Dengan kondisi seperti sekarang ini, Ova menyatakan UGM terus mencari dan membuka kesempatan demi menggenjot penerimaan.

“Kita create peluang-peluang untuk mendatangkan revenue bagi universitas supaya mandiri,” ujar mantan Dekan Fakultas Kedokteran, Kesehatan Masyarakat, dan Keperawatan UGM ini.

Salah satu cara itu adalah menggandeng berbagai mitra dari dalam dan luar negeri di berbagai sektor, dari BUMN hingga korporat swasta.

Kendati demikian, ia berharap pemerintah tetap perlu mendukung keberadaan kampus-kampus PTNBH, terutama universitas yang mampu berkompetisi di dunia.

“Kami harap ada subsidi dari pemerintah. Bagaimanapun Indonesia harus diwakili di tingkat global. Kalau tidak didesain dan distrategikan oleh pemerintah, siapa yang mau? Karena ini butuh dana yang luar biasa,” ujarnya.

Kiprah Internasional

Kiprah di skala internasional itu contohnya melalui kerja sama dengan kampus-kampus mancanegara di program Kuliah Kerja Nyata – Pengabdian Masyarakat (KKN-PPM) Internasional. Seperti disampaikan Ova saat pidato tahunan Rektor UGM di peringatan Dies Natalis kali ini, terdapat 111 mahasiswa asing dari 9 negara dengan total 21 universitas mitra yang mengikuti KKN.

Selain itu, Ova juga menuntut adanya keberpihakan dari pemerintah terhadap kampus-kampus unggulan, kendati telah berstatus PTNBH. Keberpihakan itu dapat berupa perluasan jejaring ke berbagai pihak yang dapat bersinergi dengan perguruan tinggi.

“Universitas harus di-create menjadi pusat riset dan development, sehingga network dengan industri betul-betul dikawal oleh pemerintah. Jangan dibiarkan kami sendiri mencari dan mengais-ais peluang,” katanya.

Sebagai contoh, UGM mengembangkan inovasi yang bisa dikolaborasikan dengan dunia industri medis melalui pengembangan alat kesehatan digital Microscope untuk mendeteksi penggunaan gula asli dan mengubah perilaku konsumsi gula di masyarakat. Pemerintah, menurut Ova, harus tetap menjadi pemandu arah bagi kampus-kampus dalam mewujudkan misi pendidikan perguruan tinggi.

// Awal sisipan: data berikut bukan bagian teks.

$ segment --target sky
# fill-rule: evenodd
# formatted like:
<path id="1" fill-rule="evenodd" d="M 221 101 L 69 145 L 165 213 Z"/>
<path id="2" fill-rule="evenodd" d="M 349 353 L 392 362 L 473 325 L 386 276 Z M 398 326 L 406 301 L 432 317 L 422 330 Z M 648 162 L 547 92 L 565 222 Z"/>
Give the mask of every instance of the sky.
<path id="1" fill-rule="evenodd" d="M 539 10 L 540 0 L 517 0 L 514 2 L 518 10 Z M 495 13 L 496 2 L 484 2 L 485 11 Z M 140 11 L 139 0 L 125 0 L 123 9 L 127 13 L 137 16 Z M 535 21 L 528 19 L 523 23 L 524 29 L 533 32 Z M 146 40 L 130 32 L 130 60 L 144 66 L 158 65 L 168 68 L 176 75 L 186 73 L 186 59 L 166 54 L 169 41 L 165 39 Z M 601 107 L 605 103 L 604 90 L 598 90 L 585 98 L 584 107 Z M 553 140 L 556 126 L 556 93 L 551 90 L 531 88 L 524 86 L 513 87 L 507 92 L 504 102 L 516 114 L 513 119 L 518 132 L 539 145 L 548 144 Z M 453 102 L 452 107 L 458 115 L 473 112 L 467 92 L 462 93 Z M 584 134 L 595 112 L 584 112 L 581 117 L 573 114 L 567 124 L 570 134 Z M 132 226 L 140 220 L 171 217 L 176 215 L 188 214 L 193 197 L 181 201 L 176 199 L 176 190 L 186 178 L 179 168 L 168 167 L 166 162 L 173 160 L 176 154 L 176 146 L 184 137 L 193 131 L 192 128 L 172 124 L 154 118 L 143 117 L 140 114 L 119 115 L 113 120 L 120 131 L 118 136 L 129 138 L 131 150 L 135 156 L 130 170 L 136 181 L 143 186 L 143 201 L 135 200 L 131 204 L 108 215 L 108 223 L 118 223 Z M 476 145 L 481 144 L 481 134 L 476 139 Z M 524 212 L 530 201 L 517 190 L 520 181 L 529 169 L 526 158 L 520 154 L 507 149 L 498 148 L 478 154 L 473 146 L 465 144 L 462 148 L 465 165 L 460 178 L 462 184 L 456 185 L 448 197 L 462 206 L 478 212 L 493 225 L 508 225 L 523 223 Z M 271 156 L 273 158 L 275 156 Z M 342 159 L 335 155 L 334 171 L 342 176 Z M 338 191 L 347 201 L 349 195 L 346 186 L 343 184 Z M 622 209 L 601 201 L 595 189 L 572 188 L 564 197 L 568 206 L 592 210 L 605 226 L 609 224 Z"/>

“Inovasi kami ini mau ke mana supaya tak jadi sekadar paper. Itu butuh dukungan. Core bisnis kami bukan mencari dana) Jadi tetap butuh uluran tangan dari pemerintah supaya bisa berlari lebih kencang,””paparnya.

Dana Pemerintah

Wakil Rektor UGM Arie Sujito juga senada. Menurutnya, status PTN BH ini memang terus berproses. Di satu sisi, status ini membuat kampus memiliki keleluasaan untuk mengembangkan sumber daya. Namun di sisi lain ada konsekuensi dari pengurangan alokasi dana pemerintah terhadap kampus.

“Ini membuat pendidikan perguruan tinggi memiliki tantangan dalam komitmennya untuk mencapai pendidikan berkualitas dan upaya mencerdaskan bangsa. Nilai-nilai yang diadaptasi untuk survive ini tidak mudah,” tuturnya.

Dosen sosiologi ini menyatakan status PTN BH ini membuat “Kampus Kerakyatan” ini menghadapi risiko untuk menjadi entitas semata dan mengabaikan misi pendidikan. “Jebakan komersialisasinya cukup tinggi,” kata mantan aktivis dari Fakultas Ilmu Sosial dan Ilmu Politik (Fisipol) UGM ini.

Untuk itu, Arie berharap pemerintah tetap harus bertanggung jawab terhadap kampus-kampus PTN BH dengan tetap menjaga porsi anggaran. “Negara harus bertanggung jawab, jangan mengurangi alokasi. Sebab alokasi 20% untuk pendidikan itu mayoritas justru diberikan pada sekolah kedinasan,” ujarnya.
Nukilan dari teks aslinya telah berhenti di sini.